Thread: Re: [COMMITTERS] pgsql: Cause pg_proc.probin to be declared as text, not bytea.

Greg Stark <gsstark@mit.edu> writes:
> On Tue, Aug 4, 2009 at 5:04 AM, Tom Lane<tgl@postgresql.org> wrote:
>> Cause pg_proc.probin to be declared as text, not bytea.

> Doesn't this relate to the earlier discussion of whether to re-encode
> filenames and paths?

> What's going to happen if I have filenames which aren't valid encoded
> strings in the server encoding -- say UTF8 filenames but I'm using
> latin1 in the server or vice versa. Will my CREATE FUNCTION command
> end up storing an invalid encoded string? Or re-encode the filename
> and then fail to find the file?

Right at the moment we simply aren't considering any of those cases.
If you'd like to propose and implement a solution, feel free.  I think
the last proposal foundered on the fact that it had no idea what
encoding the filesystem was expecting anyway.

I'll point out though that having probin declared bytea would surely
be antithetical to any attempt to treat shlib filenames in an
encoding-aware fashion.  Declaring it that way implies that it is
*not* storing a character string that has any particular encoding.
        regards, tom lane


On Tue, Aug 4, 2009 at 2:46 PM, Tom Lane<tgl@sss.pgh.pa.us> wrote:
>
> I'll point out though that having probin declared bytea would surely
> be antithetical to any attempt to treat shlib filenames in an
> encoding-aware fashion.  Declaring it that way implies that it is
> *not* storing a character string that has any particular encoding.

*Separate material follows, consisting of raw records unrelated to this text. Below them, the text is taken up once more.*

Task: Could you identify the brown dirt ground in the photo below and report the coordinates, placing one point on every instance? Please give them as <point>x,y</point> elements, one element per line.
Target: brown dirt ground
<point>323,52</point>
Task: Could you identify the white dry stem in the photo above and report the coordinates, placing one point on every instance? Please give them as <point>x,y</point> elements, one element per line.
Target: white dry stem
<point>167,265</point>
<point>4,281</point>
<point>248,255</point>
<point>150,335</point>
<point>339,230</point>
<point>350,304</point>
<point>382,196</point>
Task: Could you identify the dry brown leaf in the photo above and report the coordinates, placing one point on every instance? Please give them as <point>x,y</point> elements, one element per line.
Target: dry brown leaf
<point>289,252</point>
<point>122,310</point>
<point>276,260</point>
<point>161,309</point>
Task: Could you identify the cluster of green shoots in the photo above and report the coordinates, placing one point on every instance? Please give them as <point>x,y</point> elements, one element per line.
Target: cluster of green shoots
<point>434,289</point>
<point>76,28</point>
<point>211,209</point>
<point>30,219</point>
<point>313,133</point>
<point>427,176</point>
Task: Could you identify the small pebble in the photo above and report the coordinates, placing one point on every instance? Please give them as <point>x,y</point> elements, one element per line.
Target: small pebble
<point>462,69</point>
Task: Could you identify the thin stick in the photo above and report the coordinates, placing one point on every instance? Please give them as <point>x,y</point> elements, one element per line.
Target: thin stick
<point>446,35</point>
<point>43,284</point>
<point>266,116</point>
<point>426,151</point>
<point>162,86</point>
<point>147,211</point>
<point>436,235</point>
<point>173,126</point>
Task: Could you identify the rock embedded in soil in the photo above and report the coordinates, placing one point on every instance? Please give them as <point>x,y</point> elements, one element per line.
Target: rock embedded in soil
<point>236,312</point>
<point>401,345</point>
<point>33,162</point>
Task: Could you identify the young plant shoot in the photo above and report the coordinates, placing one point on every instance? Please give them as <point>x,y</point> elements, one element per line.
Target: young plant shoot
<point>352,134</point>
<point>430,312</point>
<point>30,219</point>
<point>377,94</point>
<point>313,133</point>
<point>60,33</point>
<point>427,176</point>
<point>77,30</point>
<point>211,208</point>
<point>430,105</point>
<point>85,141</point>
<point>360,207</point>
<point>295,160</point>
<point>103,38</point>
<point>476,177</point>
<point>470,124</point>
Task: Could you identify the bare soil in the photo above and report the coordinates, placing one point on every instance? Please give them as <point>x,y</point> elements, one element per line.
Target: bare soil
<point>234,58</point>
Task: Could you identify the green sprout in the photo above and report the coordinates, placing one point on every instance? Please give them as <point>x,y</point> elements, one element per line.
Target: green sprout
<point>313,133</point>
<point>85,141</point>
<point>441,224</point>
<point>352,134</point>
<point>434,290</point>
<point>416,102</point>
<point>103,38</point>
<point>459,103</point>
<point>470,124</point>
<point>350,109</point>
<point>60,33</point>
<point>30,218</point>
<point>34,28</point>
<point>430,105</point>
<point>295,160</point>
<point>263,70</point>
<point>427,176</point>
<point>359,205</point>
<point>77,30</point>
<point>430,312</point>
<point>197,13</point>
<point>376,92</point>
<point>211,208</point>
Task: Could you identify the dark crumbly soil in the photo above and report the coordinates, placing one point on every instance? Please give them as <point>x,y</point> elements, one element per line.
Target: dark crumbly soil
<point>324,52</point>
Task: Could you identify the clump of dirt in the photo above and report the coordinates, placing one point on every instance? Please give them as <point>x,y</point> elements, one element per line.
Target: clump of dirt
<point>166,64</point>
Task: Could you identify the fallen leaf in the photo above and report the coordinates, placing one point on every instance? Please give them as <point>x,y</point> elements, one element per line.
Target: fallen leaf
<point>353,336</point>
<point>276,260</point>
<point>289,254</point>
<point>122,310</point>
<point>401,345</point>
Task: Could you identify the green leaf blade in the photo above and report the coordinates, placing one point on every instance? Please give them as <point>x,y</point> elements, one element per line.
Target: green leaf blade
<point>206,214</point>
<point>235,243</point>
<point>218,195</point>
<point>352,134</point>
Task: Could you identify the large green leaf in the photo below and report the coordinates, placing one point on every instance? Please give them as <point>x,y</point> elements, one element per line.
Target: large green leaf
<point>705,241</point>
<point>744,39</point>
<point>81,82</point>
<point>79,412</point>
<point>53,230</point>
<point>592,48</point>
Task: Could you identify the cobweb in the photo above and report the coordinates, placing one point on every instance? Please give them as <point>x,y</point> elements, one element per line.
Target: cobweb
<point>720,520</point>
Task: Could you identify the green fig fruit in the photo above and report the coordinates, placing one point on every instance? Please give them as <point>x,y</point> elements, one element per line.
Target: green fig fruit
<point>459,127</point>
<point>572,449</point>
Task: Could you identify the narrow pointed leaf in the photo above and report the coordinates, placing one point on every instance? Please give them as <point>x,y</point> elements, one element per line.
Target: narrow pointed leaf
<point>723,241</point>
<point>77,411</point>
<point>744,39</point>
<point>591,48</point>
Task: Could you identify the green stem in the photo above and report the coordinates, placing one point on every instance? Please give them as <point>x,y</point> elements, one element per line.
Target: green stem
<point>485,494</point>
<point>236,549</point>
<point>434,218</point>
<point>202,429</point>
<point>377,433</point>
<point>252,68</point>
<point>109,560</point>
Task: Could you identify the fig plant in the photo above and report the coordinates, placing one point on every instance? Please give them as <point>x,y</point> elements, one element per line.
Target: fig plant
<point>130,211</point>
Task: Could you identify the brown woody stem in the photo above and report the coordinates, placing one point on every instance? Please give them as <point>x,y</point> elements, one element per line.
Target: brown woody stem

Well that's kind of the point. Unix filesystems traditionally prohibit'/' and '\0' but otherwise allowing any series of
byteswithout 
requiring any particular encoding. If we used bytea to store
filesystem paths then you could specify any arbitrary series of bytes
without worrying that the server will re-encode it differently.

--
greg
http://mit.edu/~gsstark/resume.pdf



Greg Stark wrote:
> On Tue, Aug 4, 2009 at 2:46 PM, Tom Lane<tgl@sss.pgh.pa.us> wrote:
>   
>> I'll point out though that having probin declared bytea would surely
>> be antithetical to any attempt to treat shlib filenames in an
>> encoding-aware fashion.  Declaring it that way implies that it is
>> *not* storing a character string that has any particular encoding.
>>     
>
> Well that's kind of the point. Unix filesystems traditionally prohibit
>  '/' and '\0' but otherwise allowing any series of bytes without
> requiring any particular encoding. If we used bytea to store
> filesystem paths then you could specify any arbitrary series of bytes
> without worrying that the server will re-encode it differently.
>
>   

Is this any different from the path in "COPY foo to '/path/to/file'"?

I suspect the probin stuff is a solution in search of a problem.

cheers

andrew


Andrew Dunstan <andrew@dunslane.net> writes:
> Is this any different from the path in "COPY foo to '/path/to/file'"?
> I suspect the probin stuff is a solution in search of a problem.

Well, the previous probin behavior is demonstrably broken.  Make a shlib
with backslash or non-ASCII in the name, create a function referencing
it, dump and reload.  Whatever your opinions are about encodings, you
won't think pg_dump did the right thing.

I'm not sure whether the more general pathname encoding issue is worth
working on or not.  In general it's a non-problem if the paths in the
server filesystem are written in the database encoding.  If they are
not, then you have to figure out what they *are* written in, and that
seems a bit tough.  But anyway that problem is hardly restricted to
probin, and a solution that works only for probin doesn't seem terribly
interesting.
        regards, tom lane